With the success of penicillin, the race to produce other antibiotics began. Today, pediatricians and other doctors can choose from dozens of antibiotics now on the market, and they’re being prescribed in very high numbers. At least 150 million antibiotic prescriptions are written in the United States each year, many of them for children.
Problems With Antibiotics
The success of antibiotics has been impressive. At the same time, however, excitement about them has been tempered by a phenomenon called antibiotic resistance. This is a problem that surfaced not long after the introduction of penicillin and now threatens the usefulness of these important medicines.

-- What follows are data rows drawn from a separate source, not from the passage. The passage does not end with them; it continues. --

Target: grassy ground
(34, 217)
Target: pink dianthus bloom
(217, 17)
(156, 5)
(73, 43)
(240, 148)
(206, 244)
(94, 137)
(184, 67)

Almost from the beginning, doctors noted that in some cases, penicillin was not useful against certain strains of Staphylococcus aureus (bacteria that causes skin infections). Since then, this problem of resistance has grown worse, involving other bacteria and antibiotics. This is a public health concern. Increasingly, some serious infections have become more difficult to treat, forcing doctors to prescribe a second or even third antibiotic when the first treatment does not work.
In light of this growing antibiotic resistance, many doctors have become much more careful in the way they prescribe these medicines. They see the importance of giving antibiotics only when they’re absolutely necessary. In fact, one recent survey of office-based physicians, published in JAMA: The Journal of the American Medical Association in 2002, showed that doctors lowered the number of antibiotic prescriptions they prescribed for children with common respiratory infections by about 40% during the 1990s.
Antibiotics should be used wisely and only as directed by your pediatrician. Following these guidelines, their life-saving properties will be preserved for your child and generations to come.